Penghargaan ini membuktikan, sebagai wanita pengusaha, lewat penilaian para
ahli manajemen Asia, Mooryati terbukti telah berada di jalur yang benar.”
Mooryati
sekarang ini paling tidak tercatat sebagai direktur utama dari empat perusahaan
raksasa. Bisnis utamanya, produsen jamu dan kosmetika tradional, tetap menjadi
andalan. Alumni jurusan bahasa Inggris. Universitas Saraswati Solo dan pemilik
ijazah tingkat V Aliance Francaise ini, pada kenyataannya juga memimpin
perusahaan yang bergerak dalam bidang gedung perkantoran serta hotel
berbintang. Malahan bulan lalu, di tengah kinerja berbagai bank merosot,
Mooryati malahan menguasai sebuah bank papan atas. “Ah…tapi bank tersebut tidak
saya beli sendirian. Saya tetap hanya dodol jamu, berjualan jamu saja,” katanya
berkilah.
Roma
memang tidak dibangun dalam sehari. Demikian pula kerajaan bisnis Mooryati tidak
tercipta dalam sekejap.

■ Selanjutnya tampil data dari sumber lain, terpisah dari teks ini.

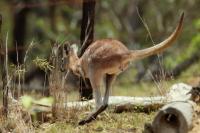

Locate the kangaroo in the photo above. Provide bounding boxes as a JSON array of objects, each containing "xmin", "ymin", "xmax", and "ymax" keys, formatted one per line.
[{"xmin": 63, "ymin": 13, "xmax": 184, "ymax": 125}]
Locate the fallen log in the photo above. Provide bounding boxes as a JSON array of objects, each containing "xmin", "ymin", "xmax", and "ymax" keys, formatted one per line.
[
  {"xmin": 64, "ymin": 83, "xmax": 193, "ymax": 112},
  {"xmin": 143, "ymin": 83, "xmax": 200, "ymax": 133},
  {"xmin": 27, "ymin": 83, "xmax": 193, "ymax": 114},
  {"xmin": 147, "ymin": 101, "xmax": 195, "ymax": 133}
]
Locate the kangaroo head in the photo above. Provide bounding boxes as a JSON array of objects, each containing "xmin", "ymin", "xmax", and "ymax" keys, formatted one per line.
[{"xmin": 62, "ymin": 43, "xmax": 82, "ymax": 77}]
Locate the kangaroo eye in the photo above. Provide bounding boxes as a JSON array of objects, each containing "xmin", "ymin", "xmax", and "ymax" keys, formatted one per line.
[
  {"xmin": 61, "ymin": 58, "xmax": 64, "ymax": 64},
  {"xmin": 62, "ymin": 57, "xmax": 66, "ymax": 62}
]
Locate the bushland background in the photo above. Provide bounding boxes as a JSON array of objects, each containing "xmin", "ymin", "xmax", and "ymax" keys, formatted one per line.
[{"xmin": 0, "ymin": 0, "xmax": 200, "ymax": 133}]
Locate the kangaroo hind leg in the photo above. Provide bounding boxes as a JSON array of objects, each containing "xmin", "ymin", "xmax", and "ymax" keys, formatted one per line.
[
  {"xmin": 78, "ymin": 74, "xmax": 116, "ymax": 125},
  {"xmin": 103, "ymin": 74, "xmax": 116, "ymax": 105},
  {"xmin": 79, "ymin": 71, "xmax": 103, "ymax": 125}
]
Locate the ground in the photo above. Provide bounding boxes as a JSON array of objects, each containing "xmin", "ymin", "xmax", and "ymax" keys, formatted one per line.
[
  {"xmin": 36, "ymin": 62, "xmax": 200, "ymax": 133},
  {"xmin": 37, "ymin": 112, "xmax": 156, "ymax": 133},
  {"xmin": 1, "ymin": 62, "xmax": 200, "ymax": 133}
]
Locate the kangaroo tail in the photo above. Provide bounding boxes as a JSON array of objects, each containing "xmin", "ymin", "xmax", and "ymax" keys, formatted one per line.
[{"xmin": 130, "ymin": 12, "xmax": 184, "ymax": 60}]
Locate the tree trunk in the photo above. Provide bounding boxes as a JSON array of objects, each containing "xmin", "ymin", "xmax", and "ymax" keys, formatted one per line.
[
  {"xmin": 79, "ymin": 0, "xmax": 96, "ymax": 100},
  {"xmin": 49, "ymin": 44, "xmax": 66, "ymax": 119},
  {"xmin": 9, "ymin": 6, "xmax": 29, "ymax": 64},
  {"xmin": 0, "ymin": 15, "xmax": 9, "ymax": 117},
  {"xmin": 49, "ymin": 0, "xmax": 57, "ymax": 44}
]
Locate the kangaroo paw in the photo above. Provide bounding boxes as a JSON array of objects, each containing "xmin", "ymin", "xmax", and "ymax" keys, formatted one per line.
[{"xmin": 78, "ymin": 116, "xmax": 96, "ymax": 125}]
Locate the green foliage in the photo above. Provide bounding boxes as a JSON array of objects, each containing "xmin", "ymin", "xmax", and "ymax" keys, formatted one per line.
[
  {"xmin": 33, "ymin": 57, "xmax": 54, "ymax": 72},
  {"xmin": 194, "ymin": 19, "xmax": 200, "ymax": 28},
  {"xmin": 189, "ymin": 34, "xmax": 200, "ymax": 53},
  {"xmin": 21, "ymin": 95, "xmax": 54, "ymax": 110},
  {"xmin": 164, "ymin": 17, "xmax": 200, "ymax": 69},
  {"xmin": 188, "ymin": 19, "xmax": 200, "ymax": 53},
  {"xmin": 21, "ymin": 95, "xmax": 34, "ymax": 109}
]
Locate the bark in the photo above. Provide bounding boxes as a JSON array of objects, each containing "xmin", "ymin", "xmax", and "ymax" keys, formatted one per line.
[
  {"xmin": 0, "ymin": 15, "xmax": 9, "ymax": 117},
  {"xmin": 49, "ymin": 44, "xmax": 66, "ymax": 119},
  {"xmin": 0, "ymin": 15, "xmax": 2, "ymax": 57},
  {"xmin": 79, "ymin": 0, "xmax": 96, "ymax": 100},
  {"xmin": 79, "ymin": 0, "xmax": 95, "ymax": 56},
  {"xmin": 49, "ymin": 0, "xmax": 57, "ymax": 33},
  {"xmin": 49, "ymin": 0, "xmax": 57, "ymax": 44}
]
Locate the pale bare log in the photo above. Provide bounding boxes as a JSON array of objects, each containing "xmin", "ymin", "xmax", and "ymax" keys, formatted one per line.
[
  {"xmin": 62, "ymin": 83, "xmax": 191, "ymax": 111},
  {"xmin": 30, "ymin": 83, "xmax": 193, "ymax": 113},
  {"xmin": 144, "ymin": 101, "xmax": 195, "ymax": 133}
]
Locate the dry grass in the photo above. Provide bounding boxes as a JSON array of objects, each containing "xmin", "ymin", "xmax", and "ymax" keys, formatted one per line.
[
  {"xmin": 0, "ymin": 96, "xmax": 34, "ymax": 133},
  {"xmin": 36, "ymin": 110, "xmax": 156, "ymax": 133}
]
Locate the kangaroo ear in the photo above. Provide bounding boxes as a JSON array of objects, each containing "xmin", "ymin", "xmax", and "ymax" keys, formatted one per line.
[
  {"xmin": 63, "ymin": 42, "xmax": 70, "ymax": 55},
  {"xmin": 70, "ymin": 44, "xmax": 79, "ymax": 54}
]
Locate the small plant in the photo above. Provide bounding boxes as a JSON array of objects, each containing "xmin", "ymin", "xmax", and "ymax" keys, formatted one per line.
[
  {"xmin": 33, "ymin": 57, "xmax": 54, "ymax": 72},
  {"xmin": 10, "ymin": 64, "xmax": 26, "ymax": 77}
]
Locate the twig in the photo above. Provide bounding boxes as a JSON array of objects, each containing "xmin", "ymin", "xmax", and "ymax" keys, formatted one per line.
[
  {"xmin": 23, "ymin": 40, "xmax": 34, "ymax": 64},
  {"xmin": 5, "ymin": 33, "xmax": 8, "ymax": 83},
  {"xmin": 136, "ymin": 7, "xmax": 155, "ymax": 45},
  {"xmin": 79, "ymin": 18, "xmax": 92, "ymax": 55},
  {"xmin": 136, "ymin": 7, "xmax": 167, "ymax": 94}
]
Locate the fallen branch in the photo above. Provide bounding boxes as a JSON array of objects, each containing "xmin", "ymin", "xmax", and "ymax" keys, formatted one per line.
[{"xmin": 28, "ymin": 83, "xmax": 193, "ymax": 114}]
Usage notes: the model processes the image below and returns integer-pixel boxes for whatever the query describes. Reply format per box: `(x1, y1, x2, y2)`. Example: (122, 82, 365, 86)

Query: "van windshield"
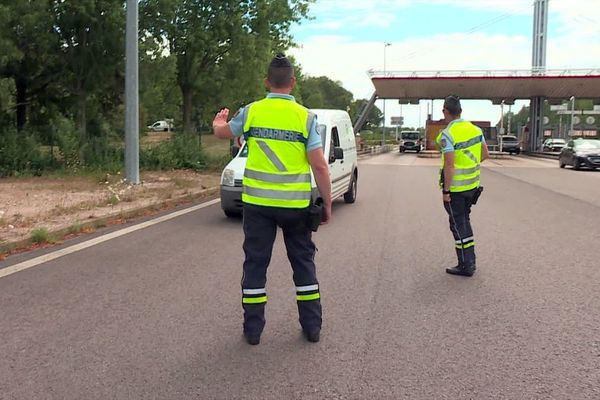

Segala macam sukses pada hari ini, bertolak belakang
dengan suasana ketika pertengahan tahun 1973 Mooryati dengan modal Rp. 25.000,-
merintis bisnis dengan meramu sendiri minuman beras kencur di garasi rumah,
bersama dua orang pembantunya. “Saya sengaja membikin beras kencur, karena
paling gampang. Bisa dikerjakan malam hari, paginya langsung saya bawa ke
arisan atau ditawarkan dari rumah ke rumah…”. Untuk menjamin mutu, bahan
bakunya dibeli dari Solo, Jawa Tengah. Masa itu Mooryati harus pulang balik
Jakarta-Solo sekali seminggu naik bis malam, karena modal terbatas. Dia juga
harus membawa uang kontan, karena para penjual bahan (jamu) belum mengenalnya.
“Semuanya saya jalani dengan ikhlas…”.
Ketekunannya
berusaha bisa menjadi teladan. Tanpa menyerah, Mooryati secara cermat terus
mengembangkan industrinya, terus memperluas pasar dan menapak ke atas. Dua
tahun setelah produk beras kencurnya dimasyarakatkan, dengan pembantu
berkembang menjadi sepuluh orang, produknya berjumlah enam macam. Tetapi baru
setelah lima tahun berjalan, dengan karyawan sekitar 50 orang, produksinya
mulai masuk ke salon-salon kecantikan.
Berkembangnya
produksi penyebab munculnya konflik situasi. Para karyawannya harus bekerja
sampai malam, mereka ikut tidur di rumah pribadinya yang sempit di Jalan Sawo.
“Privacy keluarga mulai terganggu.” Di setiap tempat banyak tumpukan botol atau
bahan mentah jamu berserakan, di segala sudut rumah ada orang bekerja. Maka
saya segera putuskan, membikin pabrik di Ciracas. Diresmikan pada tanggal 8
April 1987 oleh Menteri Kesehatan Soewardjono Soeryaningrat..”
Berbareng
dengan tumbuhnya kesadaran untuk kembali ke alam, jamu dan kosmetika
tradisional buatan Mooryati mulai berkembang pesat. Produksinya tidak hanya
dikonsumsi oleh masyarakat setempat, namun juga telah diterima luas sejak dari
Jepang sampai negara-negara di Timur Tengah. Jamu tradisional tidak lagi
sekedar hanya merupakan industri rumah tangga, melainkan sudah tumbuh menjadi
industri sekaligus eksportir raksasa.
Lahir
di Solo pada tanggal 5 Januari 1928, usianya yang sudah mulai senja sama sekali
tidak pernah menyurutkan langkahnya. Mooryati masih selalu tangkas, setangkas
tokoh wayang Srikandi idamannya. Apa resepnya meraih keberhasilan?
Matanya langsung bersinar. Cepat
sekali jawaban Mooryati, “Singkat saja, tekun dan sabar. Kalau itu bisa
dihayati, semua impian akhirnya pasti terwujudkan…”.